Julie Rembauville
Avec Zombillenium, codirigé avec Arthur de Pins, Julie Rembauville entre par une porte qui pourrait sembler légère: un parc d'attractions peuplé de monstres fatigués. Pourtant, ce point de départ dit déjà beaucoup de sa sensibilité. Ce cinéma aime les figures populaires, les surfaces immédiatement lisibles, mais il les traite avec un sens aigu des rythmes collectifs, des hiérarchies absurdes et de la mélancolie cachée derrière le divertissement. Chez Rembauville, le fantastique n'est pas seulement un habillage. C'est une manière de rendre visibles les formes contemporaines de l'usure au travail, de la routine, de l'identité jouée jusqu'à l'épuisement.
Il serait facile de ranger cette proposition dans une animation française habile, bien faite, exportable. Ce serait passer à côté de son vrai mérite. Zombillenium comprend que les monstres fonctionnent aujourd'hui comme des salariés du spectacle autant que comme des créatures de légende. Cette idée simple produit un déplacement fécond. Le vampire, le loup-garou, la sorcière cessent d'être de purs emblèmes de horreur pour devenir des travailleurs coincés dans une machinerie de rendement, de façade et d'entretien permanent de l'illusion. Le film trouve là une veine satirique qui le rattache à une tradition très française du dessin d'observation, mais avec une vraie conscience des codes du genre.

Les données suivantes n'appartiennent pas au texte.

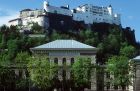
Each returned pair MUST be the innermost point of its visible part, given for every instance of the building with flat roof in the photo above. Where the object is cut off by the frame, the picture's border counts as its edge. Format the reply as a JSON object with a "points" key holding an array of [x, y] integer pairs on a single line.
{"points": [[65, 51]]}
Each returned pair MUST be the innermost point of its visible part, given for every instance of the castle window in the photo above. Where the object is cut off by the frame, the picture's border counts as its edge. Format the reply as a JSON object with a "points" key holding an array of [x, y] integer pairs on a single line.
{"points": [[55, 11]]}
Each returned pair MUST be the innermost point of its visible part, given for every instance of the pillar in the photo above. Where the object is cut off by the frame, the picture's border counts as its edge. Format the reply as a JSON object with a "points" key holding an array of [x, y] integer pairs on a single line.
{"points": [[93, 74]]}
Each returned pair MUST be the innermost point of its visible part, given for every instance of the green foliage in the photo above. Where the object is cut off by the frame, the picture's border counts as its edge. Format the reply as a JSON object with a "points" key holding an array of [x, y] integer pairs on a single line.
{"points": [[36, 28], [81, 71], [119, 67], [42, 72], [22, 58], [128, 51]]}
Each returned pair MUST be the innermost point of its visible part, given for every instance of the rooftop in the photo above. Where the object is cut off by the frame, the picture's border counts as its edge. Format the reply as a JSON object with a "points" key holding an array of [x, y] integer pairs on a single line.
{"points": [[64, 44]]}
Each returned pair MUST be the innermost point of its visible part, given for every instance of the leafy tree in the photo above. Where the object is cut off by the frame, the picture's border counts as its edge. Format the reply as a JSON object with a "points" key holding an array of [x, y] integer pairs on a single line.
{"points": [[81, 72], [36, 28], [118, 66], [42, 72], [12, 49]]}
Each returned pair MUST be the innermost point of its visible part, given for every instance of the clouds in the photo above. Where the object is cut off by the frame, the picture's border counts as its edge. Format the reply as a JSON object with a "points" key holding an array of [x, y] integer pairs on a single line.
{"points": [[6, 15]]}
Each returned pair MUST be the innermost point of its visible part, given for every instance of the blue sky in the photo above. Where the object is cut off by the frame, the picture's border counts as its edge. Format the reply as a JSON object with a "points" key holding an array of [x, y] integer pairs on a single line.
{"points": [[129, 9]]}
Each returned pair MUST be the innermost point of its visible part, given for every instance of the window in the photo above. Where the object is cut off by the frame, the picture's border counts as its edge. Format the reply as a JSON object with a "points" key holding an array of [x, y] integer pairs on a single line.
{"points": [[72, 61], [64, 61], [56, 60]]}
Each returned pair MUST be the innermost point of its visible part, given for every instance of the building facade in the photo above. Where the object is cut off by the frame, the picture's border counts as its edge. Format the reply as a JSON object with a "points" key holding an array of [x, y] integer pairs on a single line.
{"points": [[85, 13], [136, 78], [66, 51]]}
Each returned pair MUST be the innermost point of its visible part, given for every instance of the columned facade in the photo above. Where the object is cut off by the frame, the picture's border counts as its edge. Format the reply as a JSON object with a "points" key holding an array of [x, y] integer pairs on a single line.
{"points": [[64, 53]]}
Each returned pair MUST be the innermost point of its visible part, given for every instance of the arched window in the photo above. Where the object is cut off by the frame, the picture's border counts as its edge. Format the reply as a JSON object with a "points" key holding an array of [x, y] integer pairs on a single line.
{"points": [[72, 61], [56, 60], [64, 61]]}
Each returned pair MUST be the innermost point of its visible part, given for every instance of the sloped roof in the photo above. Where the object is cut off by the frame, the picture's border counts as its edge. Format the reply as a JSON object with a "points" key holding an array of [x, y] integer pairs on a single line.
{"points": [[64, 44]]}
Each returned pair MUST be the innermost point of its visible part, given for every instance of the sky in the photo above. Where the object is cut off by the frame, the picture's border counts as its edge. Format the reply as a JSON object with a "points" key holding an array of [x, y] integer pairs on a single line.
{"points": [[129, 9]]}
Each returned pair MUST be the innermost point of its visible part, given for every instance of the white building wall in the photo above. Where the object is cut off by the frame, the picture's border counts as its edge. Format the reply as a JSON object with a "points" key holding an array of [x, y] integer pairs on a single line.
{"points": [[15, 22], [58, 10]]}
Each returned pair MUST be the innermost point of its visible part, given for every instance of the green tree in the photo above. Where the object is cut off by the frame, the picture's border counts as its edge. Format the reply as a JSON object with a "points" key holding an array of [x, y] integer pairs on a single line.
{"points": [[36, 28], [128, 51], [81, 72], [118, 67], [42, 72]]}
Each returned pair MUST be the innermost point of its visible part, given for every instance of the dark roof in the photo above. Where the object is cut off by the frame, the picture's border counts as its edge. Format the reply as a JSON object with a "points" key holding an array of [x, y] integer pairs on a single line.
{"points": [[64, 45]]}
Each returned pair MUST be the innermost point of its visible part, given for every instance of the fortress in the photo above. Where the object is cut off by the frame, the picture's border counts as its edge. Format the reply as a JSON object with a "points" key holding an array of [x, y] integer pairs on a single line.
{"points": [[51, 16]]}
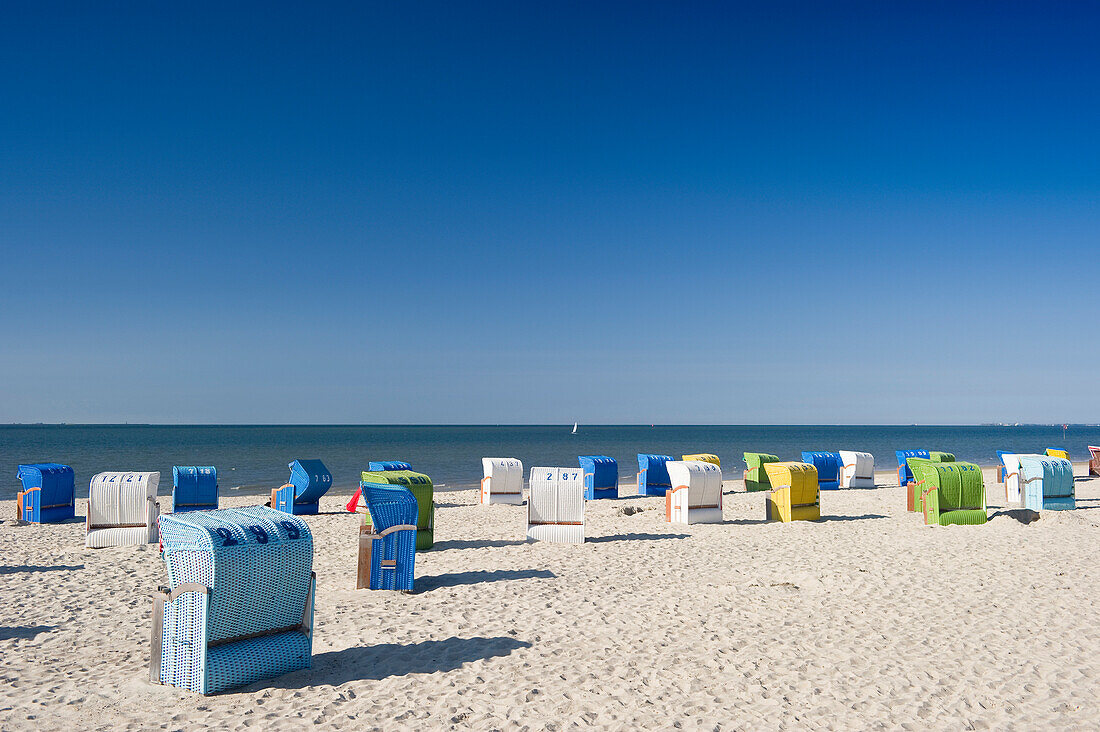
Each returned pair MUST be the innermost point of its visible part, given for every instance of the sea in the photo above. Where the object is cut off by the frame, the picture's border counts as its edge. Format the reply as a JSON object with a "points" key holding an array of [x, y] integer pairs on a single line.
{"points": [[254, 458]]}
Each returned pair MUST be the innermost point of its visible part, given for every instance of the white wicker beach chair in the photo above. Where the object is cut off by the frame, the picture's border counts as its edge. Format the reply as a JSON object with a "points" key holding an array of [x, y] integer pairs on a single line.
{"points": [[695, 496], [556, 505], [122, 510], [503, 481], [857, 469]]}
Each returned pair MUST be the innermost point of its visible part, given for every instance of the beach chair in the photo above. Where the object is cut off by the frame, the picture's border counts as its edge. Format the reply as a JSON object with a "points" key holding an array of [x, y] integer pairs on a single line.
{"points": [[857, 469], [904, 474], [378, 466], [756, 477], [794, 494], [422, 490], [556, 505], [122, 510], [194, 489], [1043, 482], [387, 542], [652, 474], [702, 457], [695, 496], [301, 494], [503, 481], [828, 466], [601, 477], [48, 493], [949, 492], [239, 607]]}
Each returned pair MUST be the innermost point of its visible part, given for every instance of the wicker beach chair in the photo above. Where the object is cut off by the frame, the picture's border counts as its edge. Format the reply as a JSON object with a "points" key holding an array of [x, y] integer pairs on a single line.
{"points": [[949, 492], [702, 457], [652, 474], [556, 505], [301, 493], [194, 489], [239, 607], [794, 494], [756, 477], [828, 466], [695, 496], [857, 469], [904, 474], [421, 488], [503, 481], [387, 542], [48, 493], [122, 510], [601, 477]]}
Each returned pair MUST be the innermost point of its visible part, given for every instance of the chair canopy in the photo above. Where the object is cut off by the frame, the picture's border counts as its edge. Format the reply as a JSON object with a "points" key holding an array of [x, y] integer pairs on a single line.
{"points": [[828, 466], [310, 480], [194, 488], [378, 466]]}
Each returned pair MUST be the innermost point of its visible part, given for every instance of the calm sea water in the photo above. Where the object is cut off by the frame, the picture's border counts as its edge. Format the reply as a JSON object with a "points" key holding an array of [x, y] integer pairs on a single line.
{"points": [[254, 459]]}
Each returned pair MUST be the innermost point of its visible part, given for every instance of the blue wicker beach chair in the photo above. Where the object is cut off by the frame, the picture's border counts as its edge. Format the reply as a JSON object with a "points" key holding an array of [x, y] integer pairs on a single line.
{"points": [[194, 489], [828, 466], [380, 466], [601, 477], [652, 474], [48, 493], [309, 481], [239, 605], [387, 545], [904, 474]]}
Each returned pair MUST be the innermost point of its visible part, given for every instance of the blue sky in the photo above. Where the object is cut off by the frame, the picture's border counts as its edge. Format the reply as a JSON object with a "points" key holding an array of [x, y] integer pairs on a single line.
{"points": [[519, 212]]}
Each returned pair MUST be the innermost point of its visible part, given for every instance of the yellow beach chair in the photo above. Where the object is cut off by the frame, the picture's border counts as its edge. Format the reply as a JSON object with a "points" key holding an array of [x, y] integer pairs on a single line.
{"points": [[794, 495]]}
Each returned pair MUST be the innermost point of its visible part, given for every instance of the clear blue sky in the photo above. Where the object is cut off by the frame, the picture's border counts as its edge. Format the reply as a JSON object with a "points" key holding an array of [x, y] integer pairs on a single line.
{"points": [[540, 212]]}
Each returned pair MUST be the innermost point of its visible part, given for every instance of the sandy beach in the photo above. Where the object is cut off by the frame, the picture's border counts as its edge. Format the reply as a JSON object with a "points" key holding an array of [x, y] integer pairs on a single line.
{"points": [[866, 620]]}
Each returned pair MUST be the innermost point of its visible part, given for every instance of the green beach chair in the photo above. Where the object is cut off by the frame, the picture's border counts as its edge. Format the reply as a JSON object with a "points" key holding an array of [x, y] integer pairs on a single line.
{"points": [[421, 488], [756, 478]]}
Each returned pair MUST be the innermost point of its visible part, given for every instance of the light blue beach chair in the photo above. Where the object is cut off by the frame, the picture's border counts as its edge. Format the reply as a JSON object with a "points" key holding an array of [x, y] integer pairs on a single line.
{"points": [[194, 488], [387, 546], [653, 474], [239, 605], [48, 493], [301, 494]]}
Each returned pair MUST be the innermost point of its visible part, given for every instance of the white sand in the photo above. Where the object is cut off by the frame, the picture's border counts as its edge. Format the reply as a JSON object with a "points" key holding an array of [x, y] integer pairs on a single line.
{"points": [[866, 620]]}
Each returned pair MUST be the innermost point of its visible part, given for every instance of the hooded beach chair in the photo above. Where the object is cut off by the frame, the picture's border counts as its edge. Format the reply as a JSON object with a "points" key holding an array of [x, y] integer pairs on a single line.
{"points": [[378, 466], [503, 481], [48, 493], [301, 494], [601, 477], [1038, 482], [904, 474], [949, 492], [387, 542], [695, 496], [702, 457], [828, 466], [422, 490], [194, 489], [794, 494], [857, 469], [556, 505], [756, 477], [239, 607], [652, 474], [122, 510]]}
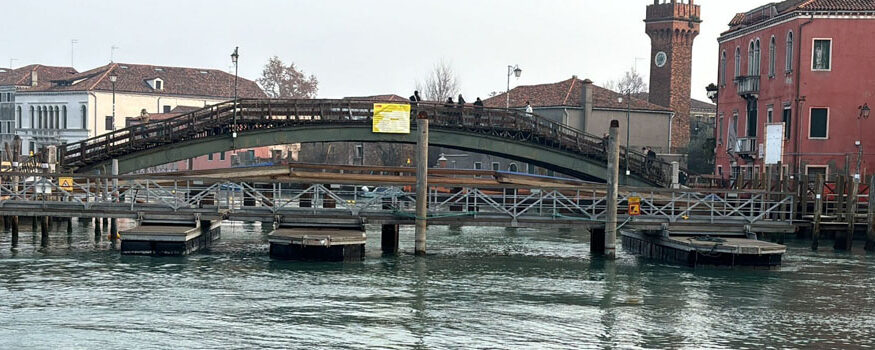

Dans le paysage de l'animation française des Années 2010, Rembauville participe ainsi à une ligne intéressante: celle d'oeuvres qui ne traitent pas le cinéma d'animation comme une enclave enfantine, mais comme un espace où les imaginaires populaires peuvent être réorganisés avec précision. Le monde qu'elle met en place repose sur un équilibre délicat. Il faut que le plaisir du bestiaire fonctionne immédiatement, tout en laissant apparaître une structure plus amère, presque sociale, sous la mécanique comique. Ce dosage n'a rien d'automatique. Trop d'ironie tuerait l'attachement. Trop de tendresse affaiblirait la portée de la satire. Rembauville tient les deux ensemble.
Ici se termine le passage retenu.